Wraiths in the night

 

Thursday, January 19, 2012

 

          I’m at home working as I wait to make the trip to Journal Square to visit my eye doctor.

          I spent a good portion of last night navigating the public transportation system after the council meeting, choosing to make the trip to the light rail rather than chance the bus system along Kennedy Boulevard.

          The last time I went to take a bus after a meeting, I stood in the dark for an hour until the bus came – no, not one bus, but two – and I was so desperate I got on the first one, finding myself like a refugee among other refugees, stuffed between packages and people while watching the second nearly empty bus pass us by.

          The walk was not significant, even in the cold, but the station at 34th Street was something out of Graham Greene novel, stark and empty, with the “Next Train” sign indicating a 25 minute wait for one bound to Hoboken.

          An out of service train rushed through the station as if on fire like the train in Spielberg’s War of the Worlds, beeping his horn the whole time.

          Rather than sit in the cold, I hopped the train bound the other way, figuring it was better to be warm and seated than to stomp my feet on a platform alone. Passed my office the train went, then down to the new station on 8th Street, where we piled out, and the conductors separated some of the cars, reducing the size the train by half, then let the few passengers waiting there into the remaining cars.

          As we waited another train pulled in on the other side, turned off its lights to wait out the night for the rush the next morning.

          We took off a few minutes later, stopping at the stops I had passed on the way down, frigid people piling in like the refugees from my previous bus trip, all of them cold, all of them needing to catch this train than wait for the next one not due for a hour, each stop adding to the fullness of the car so that I struggled to get out at Liberty State Park where I had to change to the Tonnelle Avenue train.

          This was more populated, but not greatly. A few people on the far side waiting for trains to either West Side Avenue or Bayonne, a handful on my side waiting for the train I needed.

          In the parking lot across the street, the security guard’s vehicle – now decorated in orange lights along its side – continued to prowl the lot, checking on empty spaces, like one of those bored tigers I used to see pacing its cage in the zoo.

          The wait wasn’t long. Although again, missing this train meant more than a half hour wait until the next one, so there was a rush to get a seat since everyone knew that the density would only increase with each additional stop, which it did, people piling in at every stop until I could barely elbow my way out again when I reached the 9th Street station in Hoboken for my ride up the elevator and my walk through Jersey City Heights to home.

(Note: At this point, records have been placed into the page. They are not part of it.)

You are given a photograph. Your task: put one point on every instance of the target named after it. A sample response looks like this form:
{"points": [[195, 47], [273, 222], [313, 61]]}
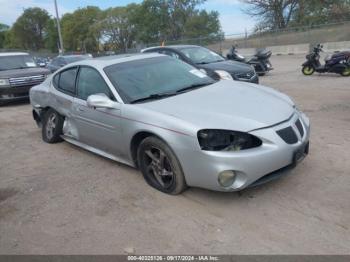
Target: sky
{"points": [[232, 18]]}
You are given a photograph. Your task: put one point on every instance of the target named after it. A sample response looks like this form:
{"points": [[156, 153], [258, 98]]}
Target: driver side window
{"points": [[90, 82]]}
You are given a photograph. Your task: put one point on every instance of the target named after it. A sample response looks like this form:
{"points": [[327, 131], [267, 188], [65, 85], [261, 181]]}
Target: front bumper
{"points": [[273, 156], [9, 94]]}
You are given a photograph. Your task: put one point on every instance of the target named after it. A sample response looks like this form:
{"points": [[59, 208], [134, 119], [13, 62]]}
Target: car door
{"points": [[97, 127]]}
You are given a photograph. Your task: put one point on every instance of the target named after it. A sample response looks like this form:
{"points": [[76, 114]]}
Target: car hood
{"points": [[228, 105], [229, 66], [23, 72]]}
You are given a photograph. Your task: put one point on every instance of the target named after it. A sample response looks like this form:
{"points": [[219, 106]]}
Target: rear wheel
{"points": [[346, 71], [308, 70], [160, 167], [52, 127]]}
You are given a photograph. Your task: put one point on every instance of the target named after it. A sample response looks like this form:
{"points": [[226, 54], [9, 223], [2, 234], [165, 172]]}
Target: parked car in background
{"points": [[41, 61], [260, 60], [177, 125], [18, 73], [62, 60], [209, 62]]}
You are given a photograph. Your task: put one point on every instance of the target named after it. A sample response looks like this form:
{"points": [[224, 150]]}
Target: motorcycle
{"points": [[338, 63], [260, 61]]}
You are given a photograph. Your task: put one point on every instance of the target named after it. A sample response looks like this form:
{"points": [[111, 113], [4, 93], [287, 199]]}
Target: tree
{"points": [[78, 29], [30, 28], [272, 14], [159, 20], [51, 38], [202, 24], [3, 29], [319, 12], [117, 28]]}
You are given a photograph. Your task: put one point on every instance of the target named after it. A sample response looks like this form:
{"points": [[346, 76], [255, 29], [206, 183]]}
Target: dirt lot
{"points": [[60, 199]]}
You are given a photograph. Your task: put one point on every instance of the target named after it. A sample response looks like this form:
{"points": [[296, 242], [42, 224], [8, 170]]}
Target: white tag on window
{"points": [[198, 73], [30, 64]]}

          Driving, the trip would have taken my less than a half our. This trip had taken me an hour and a half.

          Walking on either end of the trip to or from the train, I was struck by how lonely the world is at night. Jersey City, Bayonne, even Hoboken haven’t changed to the degree we all believe, still a stark landscape after dark, with isolated characters like myself making our way through dark streets headed to unknown destinations, trying to sort out in our heads, why were are here at this time of night, and what in the end have we gained by the experience, people who are still wraiths in a gray world seeking answers to questions no one can answer.